Saturday, June 25, 2011

The Music ..


She could not escape the music. All her life she had tried to ignore it, to refuse it; even while it penetrated the very rhythm of her blood and bones. She had seen others succumb – her parents, her siblings, the people in the village – some sang the words of their lives to it, others danced its steps, with a little jig here and there. And some were so consumed by it that they could move only into its frenzy, and danced away to the battlefields, overcome by its passion and pain. She had watched, all her life, and she had grown afraid.

She had been criticised for her distrust of the music.

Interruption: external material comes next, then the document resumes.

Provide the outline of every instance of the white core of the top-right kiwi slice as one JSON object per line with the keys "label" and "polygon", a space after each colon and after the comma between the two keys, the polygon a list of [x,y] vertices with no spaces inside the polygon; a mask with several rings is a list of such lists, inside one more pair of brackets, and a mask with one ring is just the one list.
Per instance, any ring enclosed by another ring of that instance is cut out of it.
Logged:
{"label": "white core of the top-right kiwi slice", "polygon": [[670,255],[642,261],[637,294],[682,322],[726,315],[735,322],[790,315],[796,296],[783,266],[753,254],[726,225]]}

The left-leaning media said it was harmless, simply a part of the natural environment and one that united the community; the right-leaning media said it was good for the country, and it was unpatriotic to criticise it. So she said nothing. The academics went further, of course, and were much more nuanced. Doctoral theses had been written on such subjects as “The Necessary Rhythm of Being”, or “The Music as an Evolutionary Correlate”. A while ago, a group from a prestigious university had investigated whether flowers grew better with the music or in a soundproof container. The soundproofed flowers had all died, which had seemed conclusive until someone had realised that the soundproofing also rendered the container devoid of all light. No one had been anxious to repeat the experiment. A whole branch of philosophy had been dedicated to speculating on the source of the music, it sounded remarkably like a stringed instrument, but neither instrument nor player had ever been seen. The currently fashionable theory tried to integrate the frequency of vibration of the celestial spheres with distortions caused by the earth’s magnetic field and modulated by the phases of the moon. Nobody actually understood that.

She knew they were wrong. Bone deep, soul deep she knew that the music was evil, though she could not articulate why that was. But she knew that it hurt to resist it, whilst the ones who accepted it, who allowed it to flow in and out and through them, looked as if they dwelt in frenzied gaiety, as long as you didn’t look too deeply into their eyes.

But she also knew that she was weak. How long could she resist? It both attacked her and seduced her. There were days when she believed herself a fool for resisting. Who did she think she was to imagine that she knew better than everyone else in her world? What presumption! And she was only flesh and blood, just like everyone else.

Then, one day, she found a dusty old book, and as she read it she was amazed by the story it told, of the man who had not only resisted the music, but walked the earth singing a different song. And the real makers of the music were so enraged by the challenging beauty of his song that they had taken him out and put him to death most cruelly. And in that book she read enough of a description of that song to be able to begin to imagine what some of the notes might have been. And even in the faint reconstructions of her imagination she was so moved by its beauty that she realised that if she could constantly listen to that song then the evil music would have much less power over her – for how could it compete with something that, even at its furthest remove, was beautiful enough to break her heart?

Only after she had wrestled with this thought for some time did she realise something else: perhaps the music was so loud and insistent precisely so that it would drown out the true song. And maybe that meant that the song was still there, more primal, more true, more real than the music she had been hearing all her life? Then it followed that what she really needed was for some part of herself to be changed, to be attuned to the beautiful song instead of the deathly music of the world. She found herself crying out, from the deepest part of her being, that the Singer, wherever he was, would come to her and set her free, and deliver her from sinking into cacophony.